Quant au tronçon Gounghin Fada long de 51 km, sa réfection qui avait été annoncée depuis septembre 2020 est toujours attendue. Pis, l’entreprise marocaine adjudicataire du marché traine les pieds et la résiliation du contrat avec l’Etat serait envisagée.

La région se meurt à petit feu. Lors du meeting, l’état désastreux des équipements du CHR de Fada a été rappelé. En visite à Fada en mai dernier, le ministre de la Santé, Charlemagne Ouédraogo avait annoncé l’amélioration des conditions de travail des professionnels de la santé. Six mois après, les Fadalais attendent toujours de voir. Le groupe électrogène, offert depuis également six mois par le Conseil régional de l’Est et qui devait suppléer aux délestages du CHR, n’est toujours pas fonctionnel. Aux dernières nouvelles, il n’a pas été réceptionné, les techniciens ayant des doutes sur sa conformité avec la commande.
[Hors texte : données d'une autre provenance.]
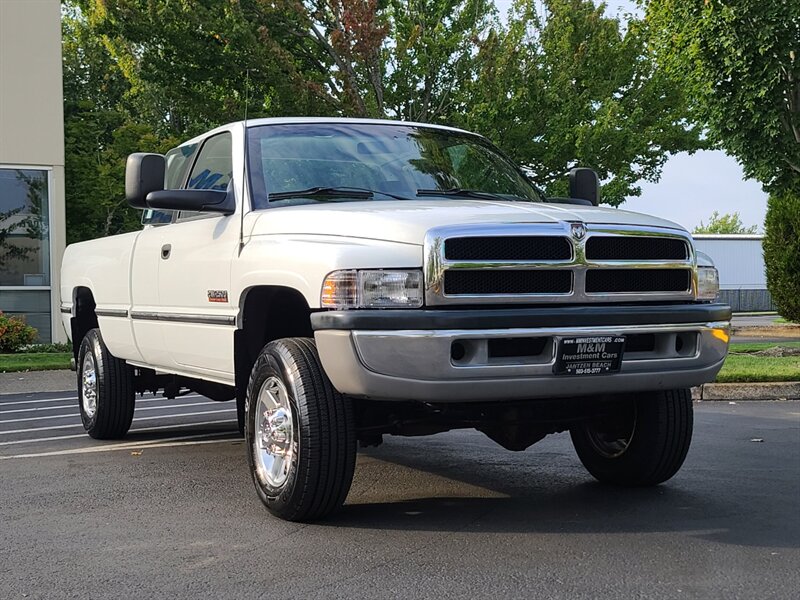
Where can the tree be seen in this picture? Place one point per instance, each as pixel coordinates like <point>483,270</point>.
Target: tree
<point>739,62</point>
<point>727,223</point>
<point>574,87</point>
<point>99,133</point>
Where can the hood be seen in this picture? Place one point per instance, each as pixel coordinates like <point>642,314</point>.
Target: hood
<point>407,221</point>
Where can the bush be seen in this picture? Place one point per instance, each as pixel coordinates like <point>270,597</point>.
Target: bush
<point>782,252</point>
<point>14,334</point>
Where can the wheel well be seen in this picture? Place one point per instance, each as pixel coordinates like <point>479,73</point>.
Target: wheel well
<point>83,317</point>
<point>268,313</point>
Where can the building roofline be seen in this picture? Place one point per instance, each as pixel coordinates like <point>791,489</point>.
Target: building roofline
<point>321,120</point>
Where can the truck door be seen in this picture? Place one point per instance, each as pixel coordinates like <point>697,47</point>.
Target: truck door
<point>198,318</point>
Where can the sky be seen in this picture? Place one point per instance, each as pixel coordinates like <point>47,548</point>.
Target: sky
<point>693,187</point>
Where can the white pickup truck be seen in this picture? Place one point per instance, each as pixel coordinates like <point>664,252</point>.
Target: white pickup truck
<point>344,279</point>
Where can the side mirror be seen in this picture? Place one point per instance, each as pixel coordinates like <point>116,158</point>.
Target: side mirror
<point>144,173</point>
<point>218,201</point>
<point>584,184</point>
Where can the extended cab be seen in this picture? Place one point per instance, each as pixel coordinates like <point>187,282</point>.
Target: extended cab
<point>345,279</point>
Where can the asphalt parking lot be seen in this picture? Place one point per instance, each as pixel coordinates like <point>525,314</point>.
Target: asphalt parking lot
<point>170,512</point>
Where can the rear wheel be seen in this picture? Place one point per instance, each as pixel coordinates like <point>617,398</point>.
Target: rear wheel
<point>300,433</point>
<point>643,444</point>
<point>105,389</point>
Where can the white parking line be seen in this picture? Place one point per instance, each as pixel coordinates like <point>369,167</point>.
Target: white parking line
<point>205,412</point>
<point>189,440</point>
<point>18,402</point>
<point>77,414</point>
<point>147,430</point>
<point>138,401</point>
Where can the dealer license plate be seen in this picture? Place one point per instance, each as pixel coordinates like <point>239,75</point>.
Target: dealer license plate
<point>591,355</point>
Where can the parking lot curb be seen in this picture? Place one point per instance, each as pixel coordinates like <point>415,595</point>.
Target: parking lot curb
<point>64,381</point>
<point>789,390</point>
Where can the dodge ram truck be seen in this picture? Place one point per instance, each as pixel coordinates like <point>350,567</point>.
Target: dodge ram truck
<point>346,279</point>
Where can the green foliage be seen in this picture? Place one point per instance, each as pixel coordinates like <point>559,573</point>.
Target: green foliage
<point>34,361</point>
<point>55,348</point>
<point>578,89</point>
<point>727,223</point>
<point>739,61</point>
<point>567,87</point>
<point>15,333</point>
<point>782,252</point>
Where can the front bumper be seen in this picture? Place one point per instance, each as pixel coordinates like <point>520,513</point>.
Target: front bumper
<point>408,354</point>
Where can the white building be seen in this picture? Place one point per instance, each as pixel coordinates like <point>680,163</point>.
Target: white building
<point>742,275</point>
<point>32,219</point>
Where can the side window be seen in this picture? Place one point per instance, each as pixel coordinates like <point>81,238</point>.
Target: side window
<point>178,160</point>
<point>213,169</point>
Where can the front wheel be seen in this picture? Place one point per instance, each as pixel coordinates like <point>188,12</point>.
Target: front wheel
<point>643,444</point>
<point>300,433</point>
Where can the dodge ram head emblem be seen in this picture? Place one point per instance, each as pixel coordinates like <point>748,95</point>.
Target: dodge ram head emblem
<point>578,230</point>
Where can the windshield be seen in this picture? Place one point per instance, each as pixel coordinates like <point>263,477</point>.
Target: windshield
<point>315,162</point>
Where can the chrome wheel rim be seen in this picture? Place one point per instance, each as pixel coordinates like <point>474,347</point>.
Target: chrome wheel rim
<point>89,385</point>
<point>273,438</point>
<point>612,439</point>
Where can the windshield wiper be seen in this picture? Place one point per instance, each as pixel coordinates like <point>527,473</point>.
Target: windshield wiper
<point>462,193</point>
<point>333,192</point>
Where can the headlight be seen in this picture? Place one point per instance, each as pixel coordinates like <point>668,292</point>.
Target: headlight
<point>707,283</point>
<point>372,289</point>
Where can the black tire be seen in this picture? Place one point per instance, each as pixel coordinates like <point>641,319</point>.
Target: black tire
<point>319,472</point>
<point>110,416</point>
<point>643,445</point>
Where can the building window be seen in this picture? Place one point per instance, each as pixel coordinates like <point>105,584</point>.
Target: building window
<point>25,246</point>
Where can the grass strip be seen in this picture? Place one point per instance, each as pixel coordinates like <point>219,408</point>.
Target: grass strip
<point>34,361</point>
<point>742,366</point>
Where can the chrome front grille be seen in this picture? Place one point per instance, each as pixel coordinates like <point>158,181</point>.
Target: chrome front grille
<point>620,247</point>
<point>600,281</point>
<point>557,262</point>
<point>533,247</point>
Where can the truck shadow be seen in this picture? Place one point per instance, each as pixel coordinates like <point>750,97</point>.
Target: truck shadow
<point>552,494</point>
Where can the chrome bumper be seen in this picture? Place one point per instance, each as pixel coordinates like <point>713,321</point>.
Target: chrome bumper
<point>420,365</point>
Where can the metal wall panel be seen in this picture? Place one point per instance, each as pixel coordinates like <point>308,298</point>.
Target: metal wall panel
<point>739,259</point>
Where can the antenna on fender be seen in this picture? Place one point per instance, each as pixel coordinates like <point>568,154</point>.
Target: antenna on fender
<point>245,156</point>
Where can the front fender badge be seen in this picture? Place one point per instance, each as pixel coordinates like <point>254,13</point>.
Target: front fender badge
<point>217,295</point>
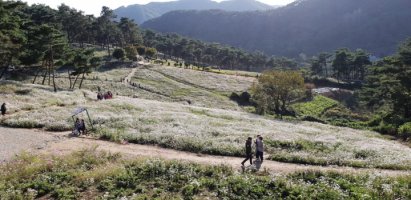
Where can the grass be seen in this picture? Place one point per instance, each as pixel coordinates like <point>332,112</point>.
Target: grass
<point>200,129</point>
<point>181,90</point>
<point>326,110</point>
<point>90,174</point>
<point>315,108</point>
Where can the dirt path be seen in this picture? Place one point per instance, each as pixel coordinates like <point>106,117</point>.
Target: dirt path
<point>60,144</point>
<point>129,76</point>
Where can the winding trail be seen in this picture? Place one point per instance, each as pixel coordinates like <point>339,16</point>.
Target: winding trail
<point>60,144</point>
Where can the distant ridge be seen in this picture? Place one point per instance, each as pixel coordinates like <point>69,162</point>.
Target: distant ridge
<point>305,26</point>
<point>142,13</point>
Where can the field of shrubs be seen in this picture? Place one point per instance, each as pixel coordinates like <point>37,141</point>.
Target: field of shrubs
<point>88,174</point>
<point>199,129</point>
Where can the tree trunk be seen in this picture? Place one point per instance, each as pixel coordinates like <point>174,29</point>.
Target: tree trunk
<point>6,67</point>
<point>44,77</point>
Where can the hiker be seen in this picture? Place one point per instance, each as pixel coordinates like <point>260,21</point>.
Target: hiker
<point>248,153</point>
<point>3,109</point>
<point>82,127</point>
<point>99,96</point>
<point>76,130</point>
<point>260,148</point>
<point>255,143</point>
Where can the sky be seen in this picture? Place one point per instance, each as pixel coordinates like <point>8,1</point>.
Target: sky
<point>94,6</point>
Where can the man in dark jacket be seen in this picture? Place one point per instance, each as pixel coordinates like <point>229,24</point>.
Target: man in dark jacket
<point>248,152</point>
<point>3,109</point>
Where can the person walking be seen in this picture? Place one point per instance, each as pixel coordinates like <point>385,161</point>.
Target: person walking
<point>259,148</point>
<point>83,127</point>
<point>3,109</point>
<point>248,152</point>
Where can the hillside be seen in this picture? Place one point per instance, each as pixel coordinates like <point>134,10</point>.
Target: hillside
<point>309,26</point>
<point>141,13</point>
<point>210,123</point>
<point>178,135</point>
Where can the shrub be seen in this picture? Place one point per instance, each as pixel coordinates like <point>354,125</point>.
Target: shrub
<point>118,54</point>
<point>405,130</point>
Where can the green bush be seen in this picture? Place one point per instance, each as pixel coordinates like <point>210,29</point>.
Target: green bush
<point>89,172</point>
<point>405,130</point>
<point>315,108</point>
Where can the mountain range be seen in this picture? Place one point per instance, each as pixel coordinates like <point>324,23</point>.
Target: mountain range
<point>141,13</point>
<point>305,26</point>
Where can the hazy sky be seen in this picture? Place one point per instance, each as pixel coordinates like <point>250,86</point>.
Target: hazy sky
<point>94,6</point>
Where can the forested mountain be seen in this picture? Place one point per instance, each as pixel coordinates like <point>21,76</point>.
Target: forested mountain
<point>142,13</point>
<point>305,26</point>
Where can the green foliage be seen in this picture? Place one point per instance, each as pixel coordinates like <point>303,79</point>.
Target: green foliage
<point>131,53</point>
<point>275,90</point>
<point>151,52</point>
<point>315,108</point>
<point>119,54</point>
<point>388,90</point>
<point>106,176</point>
<point>405,130</point>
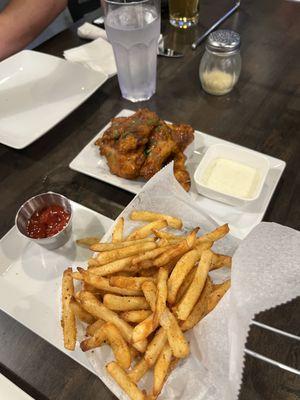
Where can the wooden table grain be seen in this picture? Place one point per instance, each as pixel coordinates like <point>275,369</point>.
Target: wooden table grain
<point>262,113</point>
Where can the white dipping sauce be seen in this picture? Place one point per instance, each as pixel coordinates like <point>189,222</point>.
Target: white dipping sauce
<point>232,178</point>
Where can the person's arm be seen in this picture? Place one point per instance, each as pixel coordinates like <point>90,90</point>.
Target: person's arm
<point>22,21</point>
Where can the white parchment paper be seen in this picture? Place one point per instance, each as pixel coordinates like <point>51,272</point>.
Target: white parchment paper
<point>264,274</point>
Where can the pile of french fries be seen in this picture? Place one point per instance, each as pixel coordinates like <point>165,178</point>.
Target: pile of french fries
<point>140,293</point>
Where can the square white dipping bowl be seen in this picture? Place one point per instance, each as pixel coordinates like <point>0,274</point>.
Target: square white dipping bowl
<point>249,158</point>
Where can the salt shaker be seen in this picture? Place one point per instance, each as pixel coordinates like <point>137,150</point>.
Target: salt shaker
<point>220,66</point>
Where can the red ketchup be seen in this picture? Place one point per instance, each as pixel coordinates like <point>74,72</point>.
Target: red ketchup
<point>47,222</point>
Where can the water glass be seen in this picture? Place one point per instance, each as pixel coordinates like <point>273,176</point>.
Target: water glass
<point>133,29</point>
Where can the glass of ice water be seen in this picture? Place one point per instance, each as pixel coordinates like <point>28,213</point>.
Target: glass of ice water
<point>133,29</point>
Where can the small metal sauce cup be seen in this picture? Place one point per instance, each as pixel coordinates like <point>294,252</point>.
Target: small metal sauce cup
<point>37,203</point>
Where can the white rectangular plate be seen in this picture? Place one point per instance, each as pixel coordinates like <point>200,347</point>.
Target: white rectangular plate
<point>37,91</point>
<point>30,277</point>
<point>241,219</point>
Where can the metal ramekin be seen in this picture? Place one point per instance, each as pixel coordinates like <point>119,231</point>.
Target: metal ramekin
<point>38,202</point>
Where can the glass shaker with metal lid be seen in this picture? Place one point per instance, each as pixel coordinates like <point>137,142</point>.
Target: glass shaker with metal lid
<point>220,66</point>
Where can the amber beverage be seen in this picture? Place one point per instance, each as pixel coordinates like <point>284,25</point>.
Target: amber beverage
<point>183,13</point>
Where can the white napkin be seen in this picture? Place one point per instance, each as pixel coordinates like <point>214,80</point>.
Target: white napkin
<point>89,31</point>
<point>265,273</point>
<point>97,55</point>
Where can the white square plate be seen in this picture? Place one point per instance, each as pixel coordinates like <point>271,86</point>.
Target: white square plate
<point>241,219</point>
<point>37,91</point>
<point>30,277</point>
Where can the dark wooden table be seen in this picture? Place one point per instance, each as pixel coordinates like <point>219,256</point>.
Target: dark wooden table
<point>262,113</point>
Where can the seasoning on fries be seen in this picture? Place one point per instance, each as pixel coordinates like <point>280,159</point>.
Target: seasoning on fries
<point>151,285</point>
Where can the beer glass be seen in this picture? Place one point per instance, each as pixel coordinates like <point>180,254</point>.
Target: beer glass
<point>183,13</point>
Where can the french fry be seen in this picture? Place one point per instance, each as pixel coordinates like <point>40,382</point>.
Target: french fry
<point>120,245</point>
<point>133,352</point>
<point>117,235</point>
<point>190,298</point>
<point>88,241</point>
<point>92,329</point>
<point>102,283</point>
<point>135,280</point>
<point>118,254</point>
<point>167,235</point>
<point>161,369</point>
<point>144,329</point>
<point>135,316</point>
<point>118,345</point>
<point>68,321</point>
<point>92,305</point>
<point>150,255</point>
<point>186,284</point>
<point>148,272</point>
<point>131,283</point>
<point>216,234</point>
<point>219,261</point>
<point>126,303</point>
<point>92,262</point>
<point>149,291</point>
<point>138,371</point>
<point>123,380</point>
<point>145,264</point>
<point>176,339</point>
<point>149,216</point>
<point>90,288</point>
<point>161,295</point>
<point>179,273</point>
<point>146,230</point>
<point>178,250</point>
<point>200,309</point>
<point>217,294</point>
<point>155,347</point>
<point>93,342</point>
<point>80,313</point>
<point>113,267</point>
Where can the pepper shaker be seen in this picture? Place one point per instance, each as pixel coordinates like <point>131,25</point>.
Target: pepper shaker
<point>220,66</point>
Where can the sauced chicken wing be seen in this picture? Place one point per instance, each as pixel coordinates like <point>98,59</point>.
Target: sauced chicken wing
<point>142,144</point>
<point>180,171</point>
<point>182,134</point>
<point>160,149</point>
<point>123,144</point>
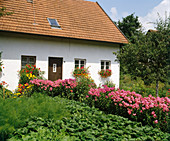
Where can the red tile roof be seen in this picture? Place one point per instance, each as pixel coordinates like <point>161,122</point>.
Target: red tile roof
<point>78,19</point>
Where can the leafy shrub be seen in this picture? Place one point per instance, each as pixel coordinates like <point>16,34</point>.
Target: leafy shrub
<point>138,86</point>
<point>15,112</point>
<point>54,88</point>
<point>149,110</point>
<point>87,123</point>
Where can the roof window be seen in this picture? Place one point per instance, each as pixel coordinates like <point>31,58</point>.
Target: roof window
<point>53,23</point>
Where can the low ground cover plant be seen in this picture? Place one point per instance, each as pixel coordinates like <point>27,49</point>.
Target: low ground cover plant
<point>86,123</point>
<point>129,84</point>
<point>105,73</point>
<point>15,111</point>
<point>148,110</point>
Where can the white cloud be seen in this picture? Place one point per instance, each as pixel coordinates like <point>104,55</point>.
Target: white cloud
<point>114,13</point>
<point>147,21</point>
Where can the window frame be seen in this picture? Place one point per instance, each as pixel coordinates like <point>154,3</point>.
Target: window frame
<point>54,26</point>
<point>27,56</point>
<point>105,65</point>
<point>79,64</point>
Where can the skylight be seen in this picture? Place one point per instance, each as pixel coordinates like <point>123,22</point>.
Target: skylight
<point>53,23</point>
Quelque temps après la visite du ministre de la Santé, 15 médecins avaient été envoyés au CHR de Fada dont 11 spécialistes et 4 généralistes. L’ennui est que par manque d’équipements de travail à la hauteur de leurs compétences, ils se tournent les pouces. "Certains arrivent le matin et comme ils n’ont même pas de bureau, ils s’occupent jusqu’à midi et rentrent chez eux. A ce rythme, ils risquent de demander à regagner Ouaga et ils auraient raison", a expliqué le délégué syndical du personnel médical.
Quand aux travaux d’extension de hôpital, ils n’ont guère dépassé le stade des fondations. Pis, l’entrepreneur est aux abonnés absent et personne ne semble en mesure de retrouver ses traces.

Confrontée aux attaques terroristes avec des milliers de déplacés internes, la plus grande région du Burkina s’isole progressivement du reste du pays, mais ses habitants font de la résistance et se mobilisent pour offrir un avenir à leurs enfants. "Ce n’est pas parce qu’on s’appelle région de l’Est qu’il faut nous laisser", lance, avec un brin d’humour, une oratrice, ajoutant qu’à cause de l’isolement de Fada, le prix du litre d’huile est passé de 600 à 1200 F.